Pediatric ependymomas are the third most common brain tumor in children. An uncharacterized protein, CXorf67, appears to modulate PRC2 activity in a distinct subgroup of pediatric ependymomas, called posterior fossa A ependymoma (PFA EP). Patients with PFA EP have a five-year survival rate around 3 percent.
PFA EP expresses high levels of the protein, renamed enhancer of zeste homologs inhibitor protein (EZHIP), which is associated with poor prognosis. EZHIP associates with PRC2 and leads to massive reductions in trimethylation of H3K27 in PFA EP, noted Peter W. Lewis, PhD, University of Wisconsin School of Medicine and Public Health.
“EZHIP is the first described and characterized oncohistone,” Lewis said. “It may be possible to detoxify EZHIP therapeutically. It is subject to numerous post-translational modifications that may be targetable.”
Another approach may be to target the epigenome or metabolism. PFA EP requires a hypoxic environment and cannot survive even a brief exposure to 21 percent oxygen.
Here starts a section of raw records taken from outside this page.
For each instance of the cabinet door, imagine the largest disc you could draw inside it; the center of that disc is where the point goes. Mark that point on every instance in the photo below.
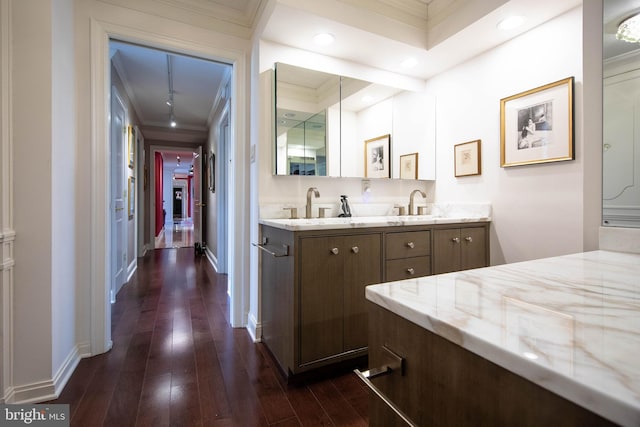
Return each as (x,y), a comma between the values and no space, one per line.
(363,267)
(473,243)
(321,297)
(446,251)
“This requirement for a hypoxic microenvironment probably shouldn’t be a surprise, as PFA EP arises before birth, possibly as early as the first trimester,” said Michael D. Taylor, MD, PhD, University of Toronto and Labatt Brain Tumor Research Centre. “It exhibits diminished methylation of H3K27, which is reversed following a transient exposure to atmospheric levels of oxygen.”
Hypoxia drives S-adenosyl-L-methionine (SAMe) deficiency, which drives H3K27 hypomethylation through histone lysine demethylase activity, which fuels reverse TCA cycle activity, Taylor said.
“This is a complex mechanism, but it is druggable at multiple points,” Taylor said. “Once we can safely deliver either metabolic or epigenetic drugs to the tumor, they may form the backbone of a therapy to effectively and non-toxically treat PFA EP.”